The Supreme Court on Monday wiped away a ruling that went against a bakery in Oregon that refused to make a cake to celebrate the wedding for a same-sex couple.
The justices sent back the case pitting religious liberty concerns against LGBTQ rights to the lower courts for further consideration in light of last term's ruling in favor of a Colorado baker who refused to make a cake for a same-sex couple.
The move puts off a major case that could have been heard next term during the heart of the presidential election and allows the issue to further percolate in the lower courts.
The court took over three months, discussing the case behind closed doors, to render Monday's summary decision. The timing suggests the justices were debating different ways of resolving the case, short of putting it on the calendar for next term.
It was an order of two sentences with no noted dissents.
The case concerned Melissa and Aaron Klein, who operated "Sweetcakes by Melissa" in Oregon. The bakers refused to make a cake to celebrate the same-sex wedding of Rachel Cryer and Laurel Bowman.
First Liberty, the group representing the bakers, said in a statement Monday that the court's move was a "victory."
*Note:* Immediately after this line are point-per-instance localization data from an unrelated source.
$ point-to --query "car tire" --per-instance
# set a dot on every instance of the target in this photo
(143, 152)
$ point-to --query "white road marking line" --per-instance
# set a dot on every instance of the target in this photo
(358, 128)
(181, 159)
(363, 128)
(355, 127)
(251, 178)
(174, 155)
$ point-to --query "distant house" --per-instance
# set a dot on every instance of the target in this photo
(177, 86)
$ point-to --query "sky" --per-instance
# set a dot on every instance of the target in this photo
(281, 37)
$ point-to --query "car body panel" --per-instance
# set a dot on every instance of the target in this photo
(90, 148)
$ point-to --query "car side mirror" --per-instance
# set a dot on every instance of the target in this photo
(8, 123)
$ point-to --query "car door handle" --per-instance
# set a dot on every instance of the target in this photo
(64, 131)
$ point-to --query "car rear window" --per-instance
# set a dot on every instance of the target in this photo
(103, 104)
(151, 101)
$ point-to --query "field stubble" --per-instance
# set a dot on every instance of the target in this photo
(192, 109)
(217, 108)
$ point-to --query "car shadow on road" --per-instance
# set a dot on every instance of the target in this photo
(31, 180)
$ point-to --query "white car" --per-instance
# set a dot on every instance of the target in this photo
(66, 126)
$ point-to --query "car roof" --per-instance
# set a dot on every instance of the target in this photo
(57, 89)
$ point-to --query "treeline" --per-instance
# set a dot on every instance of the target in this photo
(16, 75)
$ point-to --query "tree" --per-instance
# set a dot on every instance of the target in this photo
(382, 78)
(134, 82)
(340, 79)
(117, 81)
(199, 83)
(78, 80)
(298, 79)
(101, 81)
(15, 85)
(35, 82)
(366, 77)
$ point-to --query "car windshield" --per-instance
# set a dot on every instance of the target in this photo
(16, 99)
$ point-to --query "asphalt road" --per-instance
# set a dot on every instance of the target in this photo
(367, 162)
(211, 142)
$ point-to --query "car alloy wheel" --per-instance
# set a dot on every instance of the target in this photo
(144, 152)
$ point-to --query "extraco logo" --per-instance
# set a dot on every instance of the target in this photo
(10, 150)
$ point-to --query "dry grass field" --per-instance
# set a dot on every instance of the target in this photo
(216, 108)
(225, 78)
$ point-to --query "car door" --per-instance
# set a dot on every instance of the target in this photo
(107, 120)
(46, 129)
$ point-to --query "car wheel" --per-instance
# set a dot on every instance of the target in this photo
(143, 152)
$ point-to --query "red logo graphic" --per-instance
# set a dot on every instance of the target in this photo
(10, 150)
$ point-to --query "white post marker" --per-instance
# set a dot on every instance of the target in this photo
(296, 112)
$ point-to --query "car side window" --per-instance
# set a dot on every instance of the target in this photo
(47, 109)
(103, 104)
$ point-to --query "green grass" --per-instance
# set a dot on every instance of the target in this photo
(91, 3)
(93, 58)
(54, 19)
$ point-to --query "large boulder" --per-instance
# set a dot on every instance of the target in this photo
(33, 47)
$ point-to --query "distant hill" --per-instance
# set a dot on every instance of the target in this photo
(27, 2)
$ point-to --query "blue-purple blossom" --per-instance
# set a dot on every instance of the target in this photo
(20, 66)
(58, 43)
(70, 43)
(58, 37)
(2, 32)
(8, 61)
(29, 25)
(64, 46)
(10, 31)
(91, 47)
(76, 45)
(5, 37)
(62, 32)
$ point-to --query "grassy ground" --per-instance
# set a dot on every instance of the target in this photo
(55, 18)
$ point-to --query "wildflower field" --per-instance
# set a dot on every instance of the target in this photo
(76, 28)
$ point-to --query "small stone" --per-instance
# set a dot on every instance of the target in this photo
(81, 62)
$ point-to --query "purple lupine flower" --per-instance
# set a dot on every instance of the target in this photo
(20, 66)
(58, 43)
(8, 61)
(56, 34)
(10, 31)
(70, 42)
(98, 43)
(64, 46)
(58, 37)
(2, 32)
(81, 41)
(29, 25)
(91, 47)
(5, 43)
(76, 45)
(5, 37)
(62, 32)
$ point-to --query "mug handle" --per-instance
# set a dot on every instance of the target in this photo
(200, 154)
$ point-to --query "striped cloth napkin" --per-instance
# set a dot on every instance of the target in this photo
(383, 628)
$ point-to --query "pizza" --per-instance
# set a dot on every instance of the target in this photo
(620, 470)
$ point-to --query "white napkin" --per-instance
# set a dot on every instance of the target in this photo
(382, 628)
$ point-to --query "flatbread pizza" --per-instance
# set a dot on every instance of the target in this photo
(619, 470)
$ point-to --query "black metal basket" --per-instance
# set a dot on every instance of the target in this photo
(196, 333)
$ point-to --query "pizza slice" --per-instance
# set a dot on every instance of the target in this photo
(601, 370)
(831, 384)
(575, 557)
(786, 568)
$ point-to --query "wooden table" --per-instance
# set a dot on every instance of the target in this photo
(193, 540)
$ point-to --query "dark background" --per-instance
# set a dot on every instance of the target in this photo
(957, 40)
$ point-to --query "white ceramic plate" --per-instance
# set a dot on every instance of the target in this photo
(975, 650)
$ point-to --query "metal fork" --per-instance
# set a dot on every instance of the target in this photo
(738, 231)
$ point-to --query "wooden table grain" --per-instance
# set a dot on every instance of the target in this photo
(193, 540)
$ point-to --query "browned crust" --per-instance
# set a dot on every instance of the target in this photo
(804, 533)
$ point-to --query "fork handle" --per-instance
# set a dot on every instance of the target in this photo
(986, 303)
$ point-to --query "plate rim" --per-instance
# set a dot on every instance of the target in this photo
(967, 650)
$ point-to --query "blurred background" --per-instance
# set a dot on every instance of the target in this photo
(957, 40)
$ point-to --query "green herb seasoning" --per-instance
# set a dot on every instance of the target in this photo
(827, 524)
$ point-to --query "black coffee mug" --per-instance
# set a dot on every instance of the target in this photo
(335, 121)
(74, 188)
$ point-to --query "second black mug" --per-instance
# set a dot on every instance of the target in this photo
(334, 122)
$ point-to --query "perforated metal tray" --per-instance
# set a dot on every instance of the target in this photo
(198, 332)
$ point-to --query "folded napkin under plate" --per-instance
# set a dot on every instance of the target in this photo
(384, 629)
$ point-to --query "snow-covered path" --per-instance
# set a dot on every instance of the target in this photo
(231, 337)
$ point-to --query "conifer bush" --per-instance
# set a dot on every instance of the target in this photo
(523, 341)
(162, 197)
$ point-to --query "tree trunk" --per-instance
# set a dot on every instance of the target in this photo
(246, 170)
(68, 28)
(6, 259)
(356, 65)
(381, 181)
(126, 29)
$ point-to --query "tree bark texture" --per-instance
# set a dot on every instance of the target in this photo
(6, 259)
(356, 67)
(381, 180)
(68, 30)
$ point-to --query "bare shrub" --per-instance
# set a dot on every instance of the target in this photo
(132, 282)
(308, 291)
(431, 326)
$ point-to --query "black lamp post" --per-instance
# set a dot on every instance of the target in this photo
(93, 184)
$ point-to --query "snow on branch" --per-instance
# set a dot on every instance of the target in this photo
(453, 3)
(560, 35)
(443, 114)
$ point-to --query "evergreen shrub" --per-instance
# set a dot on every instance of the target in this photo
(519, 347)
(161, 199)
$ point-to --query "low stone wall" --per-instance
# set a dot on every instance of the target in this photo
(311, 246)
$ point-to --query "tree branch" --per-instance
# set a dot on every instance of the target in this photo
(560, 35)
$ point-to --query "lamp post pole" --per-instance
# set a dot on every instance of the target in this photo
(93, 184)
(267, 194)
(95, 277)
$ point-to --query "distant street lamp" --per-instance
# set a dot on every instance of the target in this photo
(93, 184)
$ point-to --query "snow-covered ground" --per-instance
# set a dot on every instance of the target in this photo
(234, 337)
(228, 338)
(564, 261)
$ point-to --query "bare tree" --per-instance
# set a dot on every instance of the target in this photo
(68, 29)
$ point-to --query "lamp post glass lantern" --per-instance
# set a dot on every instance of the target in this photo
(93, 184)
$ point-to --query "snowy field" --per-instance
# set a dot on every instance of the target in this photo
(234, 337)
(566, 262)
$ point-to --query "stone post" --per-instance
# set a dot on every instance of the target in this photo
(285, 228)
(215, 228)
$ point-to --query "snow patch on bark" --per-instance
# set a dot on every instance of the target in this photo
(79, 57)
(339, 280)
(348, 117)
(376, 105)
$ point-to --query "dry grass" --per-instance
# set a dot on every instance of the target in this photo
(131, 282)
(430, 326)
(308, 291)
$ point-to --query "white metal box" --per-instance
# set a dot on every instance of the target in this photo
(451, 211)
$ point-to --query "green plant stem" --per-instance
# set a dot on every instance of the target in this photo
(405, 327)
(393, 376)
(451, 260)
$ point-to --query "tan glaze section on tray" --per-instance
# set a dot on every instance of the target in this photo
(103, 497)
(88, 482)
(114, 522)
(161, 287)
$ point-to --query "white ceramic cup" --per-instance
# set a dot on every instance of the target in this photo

"This is a victory for Aaron and Melissa Klein and for religious liberty for all Americans," said Kelly Shackelford, the president, CEO and chief counsel to First Liberty. "The Constitution protects speech, popular or not, from condemnation by the government. The message from the court is clear, government hostility toward religious Americans will not be tolerated."
"Today's move to send the case back to the Oregon state courts is something of a surprise, because this case had been pitched all along as raising the broader constitutional question that the Justices ducked last year in the Masterpiece Cakeshop case," said Steve Vladeck, CNN Supreme Court analyst and professor at the University of Texas School of Law.
"By asking the state courts to reconsider their ruling in light of Masterpiece Cakeshop, the justices are, in effect, asking the Oregon courts if a similarly narrow basis is available for resolving this case -- even though the parties have framed the case as presenting a broader conflict between the constitutional rights to religious liberty and same-sex marriage."
Vladeck added: "That it took the court this long to reach a result that, in retrospect, is a pretty straightforward compromise, suggests that there was detailed back-and-forth behind the scenes."
"It's not hard to imagine some justices wanting to take this case now, others wanting to deny it altogether, and today's result emerging only over time as a middle ground that they could all endorse -- at least publicly. And it's hard to imagine that Chief Justice John Roberts wasn't at the heart of such a compromise," he said.